Devono al riguardo pure considerarsi - ad ulteriore supporto dell'ipotesi accusatoria - le testimonianze secondo le quali l'imputata aveva all'epoca riconosciuto, senza riserve, le proprie responsabilità nei confronti degli organi della società e poi, coerentemente, ne aveva fatto seguire trattative, all'esito delle quali aveva pure assunto precisi obblighi risarcitori, seppure poi da lei per gran parte disattesi. Sostenere a fronte di tale contesto probatorio l'esistenza di un ragionevole dubbio, non costituisce altro che l'estremo inutile tentativo di ribaltare le assai solide risultanze processuali.

- È pure infondato l'ultimo motivo d'appello, con cui si è reiterata l'eccezione di nullità della citazione a giudizio relativamente al secondo capo di imputazione, asseritamente estremamente generico.

La contestazione del reato sub capo II) è invece molto, o almeno sufficientemente, circostanziata.

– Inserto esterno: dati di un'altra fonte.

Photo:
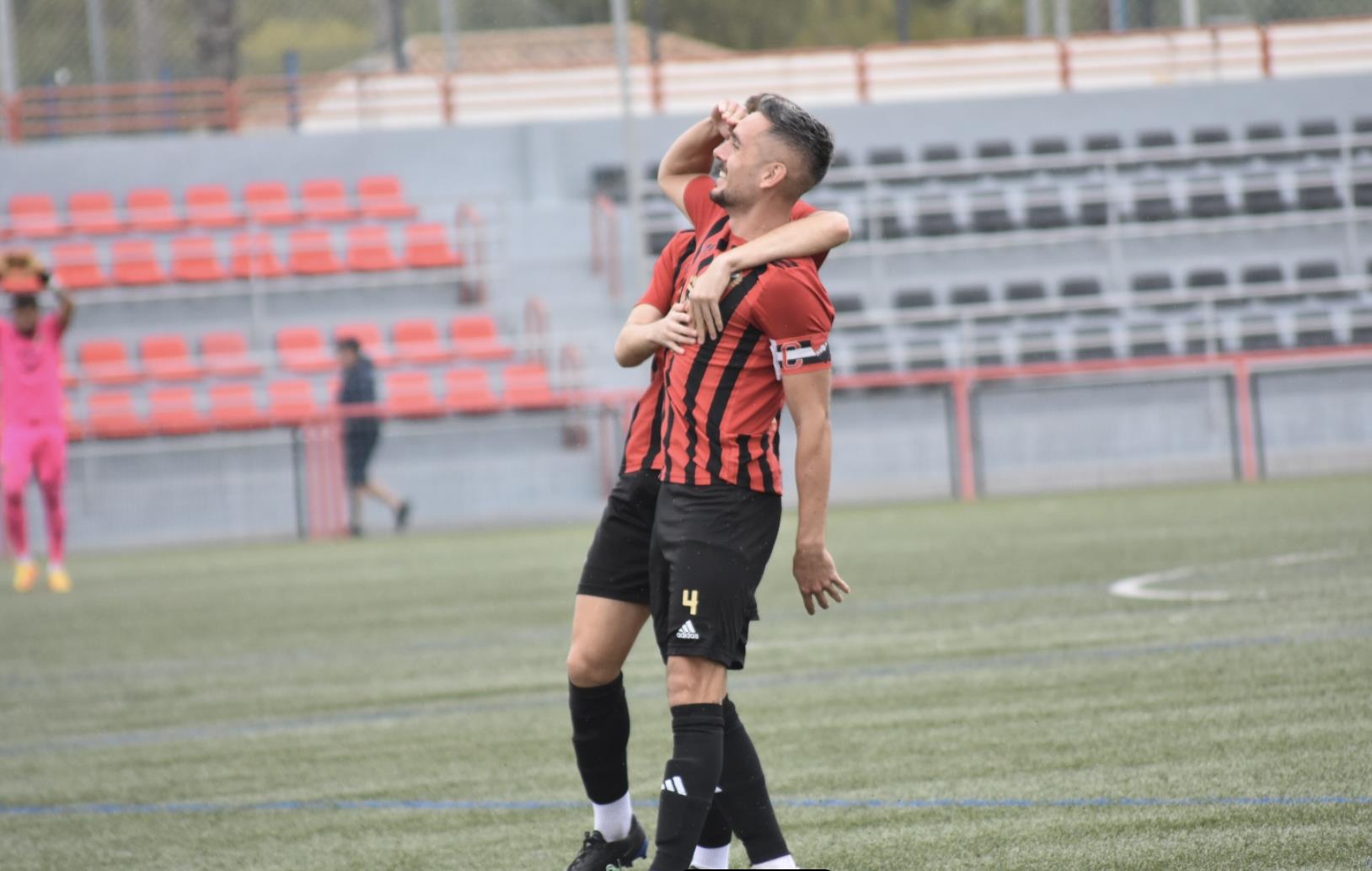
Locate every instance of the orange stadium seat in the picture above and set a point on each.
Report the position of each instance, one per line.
(77, 266)
(369, 336)
(291, 402)
(312, 254)
(135, 261)
(114, 416)
(369, 250)
(469, 391)
(427, 247)
(302, 349)
(196, 258)
(225, 354)
(527, 387)
(325, 199)
(235, 406)
(383, 199)
(173, 412)
(35, 216)
(168, 358)
(94, 213)
(151, 210)
(254, 257)
(475, 336)
(410, 394)
(106, 361)
(417, 342)
(269, 202)
(212, 207)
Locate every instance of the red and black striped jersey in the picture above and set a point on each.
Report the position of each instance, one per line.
(723, 397)
(644, 447)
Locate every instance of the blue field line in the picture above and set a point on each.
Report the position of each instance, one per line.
(742, 682)
(837, 804)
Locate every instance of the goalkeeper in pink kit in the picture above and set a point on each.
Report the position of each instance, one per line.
(35, 438)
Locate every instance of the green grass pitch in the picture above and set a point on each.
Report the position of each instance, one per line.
(981, 703)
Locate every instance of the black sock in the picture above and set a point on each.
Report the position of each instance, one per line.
(689, 783)
(742, 794)
(716, 831)
(600, 734)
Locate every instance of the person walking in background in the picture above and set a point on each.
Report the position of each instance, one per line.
(35, 436)
(361, 434)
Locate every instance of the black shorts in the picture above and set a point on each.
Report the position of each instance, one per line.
(357, 452)
(710, 549)
(616, 567)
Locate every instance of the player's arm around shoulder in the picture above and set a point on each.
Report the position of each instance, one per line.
(648, 329)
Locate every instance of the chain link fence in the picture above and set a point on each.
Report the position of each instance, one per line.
(94, 41)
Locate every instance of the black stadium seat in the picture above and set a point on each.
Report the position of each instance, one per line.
(1079, 288)
(887, 155)
(970, 295)
(1316, 191)
(917, 298)
(1262, 194)
(1044, 210)
(1025, 291)
(1153, 200)
(1315, 329)
(1208, 279)
(1149, 340)
(1103, 143)
(996, 150)
(1151, 283)
(989, 213)
(1209, 198)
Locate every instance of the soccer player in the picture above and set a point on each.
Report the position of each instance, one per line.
(361, 434)
(35, 434)
(612, 602)
(719, 506)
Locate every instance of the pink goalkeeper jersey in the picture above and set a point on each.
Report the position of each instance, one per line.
(30, 375)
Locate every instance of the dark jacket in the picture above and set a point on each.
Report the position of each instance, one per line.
(360, 388)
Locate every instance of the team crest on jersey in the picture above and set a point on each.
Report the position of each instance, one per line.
(797, 354)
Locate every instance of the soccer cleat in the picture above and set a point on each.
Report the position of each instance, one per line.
(601, 855)
(59, 580)
(25, 575)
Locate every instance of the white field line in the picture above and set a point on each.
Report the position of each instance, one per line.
(1140, 586)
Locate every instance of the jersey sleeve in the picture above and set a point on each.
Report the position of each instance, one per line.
(804, 210)
(795, 313)
(662, 291)
(700, 209)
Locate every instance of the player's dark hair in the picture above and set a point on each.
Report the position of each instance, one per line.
(799, 129)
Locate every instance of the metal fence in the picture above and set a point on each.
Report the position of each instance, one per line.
(95, 41)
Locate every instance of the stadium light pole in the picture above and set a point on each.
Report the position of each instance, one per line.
(452, 50)
(1190, 13)
(1033, 18)
(95, 28)
(8, 63)
(633, 162)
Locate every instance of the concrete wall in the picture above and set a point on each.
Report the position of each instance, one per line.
(888, 446)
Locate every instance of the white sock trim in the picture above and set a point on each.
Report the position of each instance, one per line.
(711, 856)
(615, 819)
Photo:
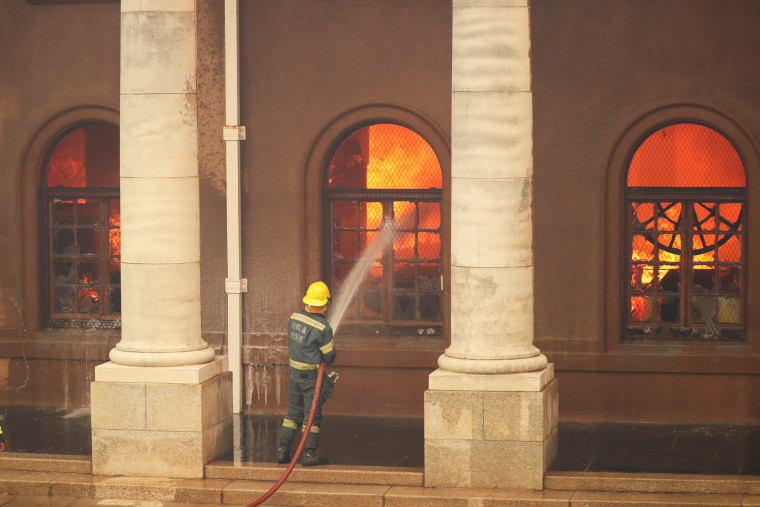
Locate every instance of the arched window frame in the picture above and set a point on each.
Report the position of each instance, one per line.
(103, 291)
(673, 209)
(315, 233)
(79, 344)
(390, 201)
(715, 357)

Essa indica addirittura le singole poste delle quali è contestata l'appropriazione con riferimento ai pagamenti solo apparentemente effettuati in favore di ciascun fornitore, pure indicato. Ogni ulteriore indicazione sarebbe stata ultronea, comunque la formulazione del capo di imputazione consentendo un pieno contraddittorio al riguardo, nel pieno rispetto di tutte le facoltà difensive.

- Venendo ora alle doglianze relative al trattamento sanzionatorio, si osserva in primo luogo che non sussistono validi motivi per concedere le richieste attenuanti generiche a soggetto neppure

Quanto alle trattative transattive intercorse tra le parti, ed al conseguente solo parziale pagamento risarcitorio da parte della Pa., si osserva che a prescindere dall'esistenza, o meno, di uno spirito dilatorio in capo all'imputata, quel che rileva è che lei le ha sempre asseritamente condotte (come espressamente affermato nell'atto di appello) "senza riconoscere la incolpazione, ma esclusivamente allo scopo dì giungere ad una remissione di querela".

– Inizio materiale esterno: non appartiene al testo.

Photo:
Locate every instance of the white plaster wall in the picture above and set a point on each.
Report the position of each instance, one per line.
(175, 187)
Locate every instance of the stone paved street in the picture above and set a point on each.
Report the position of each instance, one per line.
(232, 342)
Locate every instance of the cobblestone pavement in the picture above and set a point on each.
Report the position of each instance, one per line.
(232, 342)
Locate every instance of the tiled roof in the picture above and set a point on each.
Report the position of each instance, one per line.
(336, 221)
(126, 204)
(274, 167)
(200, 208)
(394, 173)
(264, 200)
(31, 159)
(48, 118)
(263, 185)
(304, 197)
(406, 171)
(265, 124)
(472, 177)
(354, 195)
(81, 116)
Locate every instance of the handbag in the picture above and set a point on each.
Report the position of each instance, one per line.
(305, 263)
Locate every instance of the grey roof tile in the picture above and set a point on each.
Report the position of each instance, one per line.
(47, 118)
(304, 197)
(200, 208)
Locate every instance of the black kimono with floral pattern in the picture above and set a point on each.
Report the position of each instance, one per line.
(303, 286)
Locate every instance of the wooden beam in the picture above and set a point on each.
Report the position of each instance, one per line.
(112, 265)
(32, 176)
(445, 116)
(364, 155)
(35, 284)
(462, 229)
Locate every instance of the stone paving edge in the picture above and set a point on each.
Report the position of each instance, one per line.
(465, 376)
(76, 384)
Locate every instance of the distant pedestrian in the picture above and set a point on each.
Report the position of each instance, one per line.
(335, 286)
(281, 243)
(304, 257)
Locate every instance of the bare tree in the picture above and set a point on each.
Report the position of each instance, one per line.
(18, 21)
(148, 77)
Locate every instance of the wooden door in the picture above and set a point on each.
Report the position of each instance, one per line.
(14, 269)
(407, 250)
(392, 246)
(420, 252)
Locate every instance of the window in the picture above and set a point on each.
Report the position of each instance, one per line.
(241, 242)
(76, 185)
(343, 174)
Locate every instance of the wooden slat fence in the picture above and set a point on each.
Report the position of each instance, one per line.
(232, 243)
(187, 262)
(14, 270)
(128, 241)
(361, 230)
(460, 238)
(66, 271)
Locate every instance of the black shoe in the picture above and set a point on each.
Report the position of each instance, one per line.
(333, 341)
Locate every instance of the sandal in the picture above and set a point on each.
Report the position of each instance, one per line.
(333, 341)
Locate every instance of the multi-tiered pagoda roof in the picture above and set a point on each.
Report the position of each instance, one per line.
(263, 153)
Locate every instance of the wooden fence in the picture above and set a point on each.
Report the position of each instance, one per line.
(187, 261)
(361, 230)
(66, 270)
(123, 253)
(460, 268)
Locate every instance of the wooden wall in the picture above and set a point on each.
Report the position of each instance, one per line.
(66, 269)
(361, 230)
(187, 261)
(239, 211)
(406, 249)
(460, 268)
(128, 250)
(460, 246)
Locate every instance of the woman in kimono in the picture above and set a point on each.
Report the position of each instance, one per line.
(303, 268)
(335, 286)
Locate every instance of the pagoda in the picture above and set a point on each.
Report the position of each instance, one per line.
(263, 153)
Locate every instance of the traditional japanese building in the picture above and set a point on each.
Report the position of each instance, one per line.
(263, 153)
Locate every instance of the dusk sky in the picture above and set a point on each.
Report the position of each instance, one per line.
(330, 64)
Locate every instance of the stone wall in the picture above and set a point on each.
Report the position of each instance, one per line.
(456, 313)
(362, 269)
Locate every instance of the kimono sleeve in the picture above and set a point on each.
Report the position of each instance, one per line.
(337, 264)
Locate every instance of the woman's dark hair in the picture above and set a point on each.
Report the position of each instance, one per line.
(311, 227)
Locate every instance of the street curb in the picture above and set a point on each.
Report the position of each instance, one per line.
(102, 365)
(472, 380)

Risulta dunque che l'imputata a tutt'oggi non ha dato ancora il minimo segno di resipiscenza in ordine a tali numerose e gravi sue condotte illecite.

La Pa. non appare dunque meritevole delle richieste attenuanti.

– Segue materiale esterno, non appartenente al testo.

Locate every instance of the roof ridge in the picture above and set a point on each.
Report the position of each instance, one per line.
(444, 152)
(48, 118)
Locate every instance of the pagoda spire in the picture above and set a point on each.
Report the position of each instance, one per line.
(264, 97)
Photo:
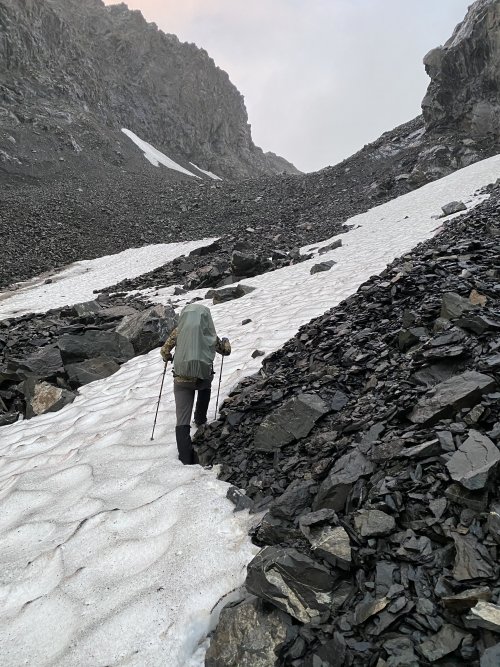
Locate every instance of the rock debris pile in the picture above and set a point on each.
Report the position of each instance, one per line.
(45, 358)
(370, 442)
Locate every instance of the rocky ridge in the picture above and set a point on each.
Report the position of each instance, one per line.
(75, 72)
(371, 442)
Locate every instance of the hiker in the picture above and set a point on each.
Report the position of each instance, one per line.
(196, 343)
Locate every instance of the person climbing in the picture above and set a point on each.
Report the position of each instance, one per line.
(196, 343)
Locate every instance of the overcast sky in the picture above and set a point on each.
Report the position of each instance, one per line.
(320, 78)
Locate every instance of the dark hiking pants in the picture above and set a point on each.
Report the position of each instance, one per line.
(184, 393)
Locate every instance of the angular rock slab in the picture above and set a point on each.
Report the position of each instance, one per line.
(446, 641)
(148, 329)
(474, 461)
(43, 397)
(290, 422)
(247, 636)
(335, 488)
(95, 343)
(491, 657)
(333, 545)
(374, 523)
(90, 370)
(484, 615)
(446, 398)
(293, 582)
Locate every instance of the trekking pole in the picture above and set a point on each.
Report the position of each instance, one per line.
(159, 399)
(218, 390)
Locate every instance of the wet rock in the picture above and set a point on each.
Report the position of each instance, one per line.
(94, 343)
(149, 329)
(247, 636)
(374, 523)
(322, 266)
(292, 421)
(446, 641)
(460, 391)
(42, 397)
(90, 370)
(474, 461)
(453, 207)
(292, 582)
(335, 488)
(484, 615)
(467, 599)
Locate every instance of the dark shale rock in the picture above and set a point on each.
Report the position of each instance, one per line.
(228, 293)
(292, 421)
(90, 370)
(454, 207)
(444, 400)
(292, 582)
(373, 523)
(446, 641)
(247, 636)
(334, 490)
(474, 461)
(322, 266)
(94, 344)
(44, 364)
(148, 329)
(491, 657)
(454, 306)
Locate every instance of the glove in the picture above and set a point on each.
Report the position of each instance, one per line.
(226, 347)
(166, 356)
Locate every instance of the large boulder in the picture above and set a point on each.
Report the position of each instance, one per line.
(148, 329)
(95, 343)
(90, 370)
(247, 636)
(42, 397)
(292, 582)
(292, 421)
(446, 398)
(464, 92)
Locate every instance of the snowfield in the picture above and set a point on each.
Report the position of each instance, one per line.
(112, 552)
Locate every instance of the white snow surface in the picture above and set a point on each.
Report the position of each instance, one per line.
(120, 551)
(207, 173)
(78, 282)
(155, 156)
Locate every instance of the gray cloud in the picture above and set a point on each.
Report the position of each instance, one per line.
(320, 77)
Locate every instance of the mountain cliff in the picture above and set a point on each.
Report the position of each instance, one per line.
(74, 72)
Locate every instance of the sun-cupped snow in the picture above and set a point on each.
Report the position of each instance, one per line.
(112, 552)
(207, 173)
(78, 282)
(155, 156)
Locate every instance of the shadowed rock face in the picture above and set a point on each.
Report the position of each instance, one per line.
(465, 75)
(74, 72)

Nel caso di specie certamente sussiste la pluralità dei reati, ognuno dei quali riferito alla singola condotta appropriativa posta in essere dall'imputata in un arco di tempo ultrannuale. Correttamente, dunque, si è contestata e ritenuta la sussistenza di più reati di appropriazione indebita, uniti dal vincolo della continuazione.

Merita invece accoglimento la sola censura d'appello relativa alla dosimetria della pena. Tenendo conto dei parametri precisti dall'art. 133 c.p., si stima equo muovere dalla più contenuta pena base di 6 mesi di reclusione e 200 Euro di multa, da aumentare di 3 mesi e 100 Euro per la recidiva reiterata, di ulteriori 3 mesi e 100 Euro complessivi per le due aggravanti contestate (1 mese e 50 Euro per ciascuna), ed infine aumentata di complessivi 1 anno e 600 Euro per la continuazione degli altri 24 episodi di appropriazione indebita (15 giorni e 25 Euro per ciascuno), per la pena finale di 2 anni e 1.000 Euro di multa.

Andrà poi revocata la pena accessoria già disposta, stante la misura della pena inflitta.

Da ultimo devono essere confermate le statuizioni civili (esenti peraltro da motivate censure d'appello), richiamate al riguardo le motivazioni di primo grado.

L'appellante va pure condannata alla refusione delle spese di difesa in favore della costituita parte civile, liquidate in dispositivo.

P.Q.M.
La Corte di Appello di Perugia Visto l'art. 605 c.p.p.,

in parziale riforma della sentenza emessa in data 7/3/2022 dal Tribunale di Terni nei confronti di Pa.An. e dalla stessa appellata, riduce la pena all'appellante ad anni 2 di reclusione ed Euro 1.000,00 di multa.

Revoca la pena accessoria dell'interdizione dai Pubblici Uffici per anni 5.

CONFERMA

nel resto l'appellata sentenza.

CONDANNA

l'appellante al pagamento delle spese sostenute dalla parte civile, che si liquidano in Euro 473,00 oltre accessori di legge, IVA e CPA, come da richiesta.

Termine di giorni 90 per il deposito della motivazione.

Così deciso in Perugia il 5 marzo 2024.

Depositata in Cancelleria il 30 maggio 2024.